Many went to Google, several others are now with other Linux-centric firms.
Jim Alchin might be the next to leave, he's still openly stating he prefers Mac, and is tired of "picking up the non-sense" left by Gates/Ballmer.
first of all i actually i only have seen glints of it on different hardware sites.
I mostly read previews and feature lists and what beta testers experienced.
Some of them was very happy and some of them had problems.
Hence why it was called Beta.
I've been developing .NET-centric (now "WinFX technologies") code since 2002, and had my hands on early previews through the (now) release.
The API of WGF 1.1 is nothing as promised, and virtually no .NET capability at all.
The "WinFX technologies" are fast becoming vapor just like the "Cairo technologies" promised 10 years ago.
Avalon is incomplete, it's bloated and it's useless for anything less than an ATI R400 or nVidia NV40 series GPU.
Recently i have started to read on forums what people think about it now that it is retail.
Same deal i guess but im personally waiting a few months because im asembling a new PC in april/may and i was aiming for Vista to go with it.
I'm not touching it, and the firms I'm consulting at aren't touching it, until the "gray hats" are satisfied.
That could be quite awhile.
 
Microsoft always provides this ...

Interestingly, it's possible to make a clean installation of Vista from an upgrade DVD. The trick is to install Vista without activating and then upgrade this installation and then activate. I did this to install Vista using Vmware
http://www.theregister.co.uk/2007/02/12/cheap_vista_for_everyone/
http://www.instantvista.com/windows-vista-upgrade.html
Microsoft always provides the ability to install clean with an Upgrade CD/DVD. This is required in case the installed image nukes itself (which commonly happens with Windows for various reasons, most of them not just a corrupted disk driver but false security ones even more so, long story).
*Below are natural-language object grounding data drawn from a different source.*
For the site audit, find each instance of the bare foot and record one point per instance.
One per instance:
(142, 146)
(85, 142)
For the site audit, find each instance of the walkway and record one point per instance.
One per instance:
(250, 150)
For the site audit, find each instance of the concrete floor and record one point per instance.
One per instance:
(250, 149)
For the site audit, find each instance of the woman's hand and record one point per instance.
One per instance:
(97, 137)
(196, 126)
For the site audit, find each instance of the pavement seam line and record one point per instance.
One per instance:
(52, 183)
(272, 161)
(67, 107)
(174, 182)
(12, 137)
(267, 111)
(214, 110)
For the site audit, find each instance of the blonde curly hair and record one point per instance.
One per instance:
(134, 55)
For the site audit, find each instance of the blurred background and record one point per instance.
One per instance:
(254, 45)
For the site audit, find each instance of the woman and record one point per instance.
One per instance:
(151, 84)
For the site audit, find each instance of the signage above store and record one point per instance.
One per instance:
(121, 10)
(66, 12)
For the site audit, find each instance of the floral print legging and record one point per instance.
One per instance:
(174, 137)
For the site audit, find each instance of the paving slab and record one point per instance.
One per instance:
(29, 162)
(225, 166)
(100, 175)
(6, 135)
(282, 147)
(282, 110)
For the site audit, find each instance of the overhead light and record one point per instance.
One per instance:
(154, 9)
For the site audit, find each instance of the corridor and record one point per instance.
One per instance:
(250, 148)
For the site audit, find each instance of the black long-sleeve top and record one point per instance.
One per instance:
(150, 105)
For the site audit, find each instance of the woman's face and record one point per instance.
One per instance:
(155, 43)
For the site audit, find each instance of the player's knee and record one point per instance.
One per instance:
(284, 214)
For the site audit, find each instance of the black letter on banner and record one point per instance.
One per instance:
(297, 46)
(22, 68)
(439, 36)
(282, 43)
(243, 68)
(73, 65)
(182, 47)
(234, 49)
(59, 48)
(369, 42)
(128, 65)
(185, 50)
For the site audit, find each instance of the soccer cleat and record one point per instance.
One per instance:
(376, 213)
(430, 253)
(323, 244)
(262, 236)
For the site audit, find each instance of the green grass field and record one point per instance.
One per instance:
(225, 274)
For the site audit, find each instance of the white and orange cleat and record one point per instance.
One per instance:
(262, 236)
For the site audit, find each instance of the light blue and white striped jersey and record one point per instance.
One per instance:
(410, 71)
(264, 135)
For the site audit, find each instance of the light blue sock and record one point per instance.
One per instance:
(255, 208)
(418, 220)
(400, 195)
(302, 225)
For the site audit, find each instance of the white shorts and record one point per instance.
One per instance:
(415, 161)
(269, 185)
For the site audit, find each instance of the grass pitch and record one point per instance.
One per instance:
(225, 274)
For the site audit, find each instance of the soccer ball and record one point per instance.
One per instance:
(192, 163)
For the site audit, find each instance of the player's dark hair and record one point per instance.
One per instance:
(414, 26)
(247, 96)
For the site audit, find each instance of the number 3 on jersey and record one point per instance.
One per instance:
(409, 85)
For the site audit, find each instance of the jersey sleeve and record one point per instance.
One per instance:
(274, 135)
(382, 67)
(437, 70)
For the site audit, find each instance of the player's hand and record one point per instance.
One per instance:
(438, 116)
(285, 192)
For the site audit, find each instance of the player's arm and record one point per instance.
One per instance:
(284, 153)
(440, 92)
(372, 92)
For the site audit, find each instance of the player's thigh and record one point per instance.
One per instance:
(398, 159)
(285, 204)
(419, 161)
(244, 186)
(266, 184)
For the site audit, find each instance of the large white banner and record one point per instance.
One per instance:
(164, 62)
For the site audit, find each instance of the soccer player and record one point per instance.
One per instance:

Why Microsoft makes people jump through hoops to do so is beyond me, other than their flawed (but very profitable) distribution and vertical models. It's why Microsoft makes a lot of money training professionals and licensing partners to be trained monkeys who know these stupid things, instead of actually providing real solutions (which they only do half of the other time, and typically only to limited capability -- just as Microsoft themselves about their own, internal network).

Virtually every other OS vendor on the planet trusts you not to be stupid. Of course, if you are stupid, and then you call the vendor looking for support, it doesn't fly. But the majority of other OS vendors (sans Apple) build their profit model on services or subscriptions, not per-unit costs for just the software. There is nothing more insulting to a professional's intelligence than when some poor, anti-piracy mechanism prevents him from working.
 
I'm still running 98Se and will continue to do so as long as it allows me to play games, surf the net, edit audio/video etc etc etc...

I'm not filling Mr Gates pockets with my hard-earned cash.




Actually, I have just upgraded to XP...seems OK at the moment.
I could have carried on with 98se, but I'm encountering an increasing number of compatibility issues with hardware/software.
 
Actually, I have just upgraded to XP...seems OK at the moment.
I could have carried on with 98se, but I'm encountering an increasing number of compatibility issues with hardware/software.
Windows 95/98/Me should never be plugged into a network. That has been my long-standing, professional attitude since a year before Windows 95 was launched.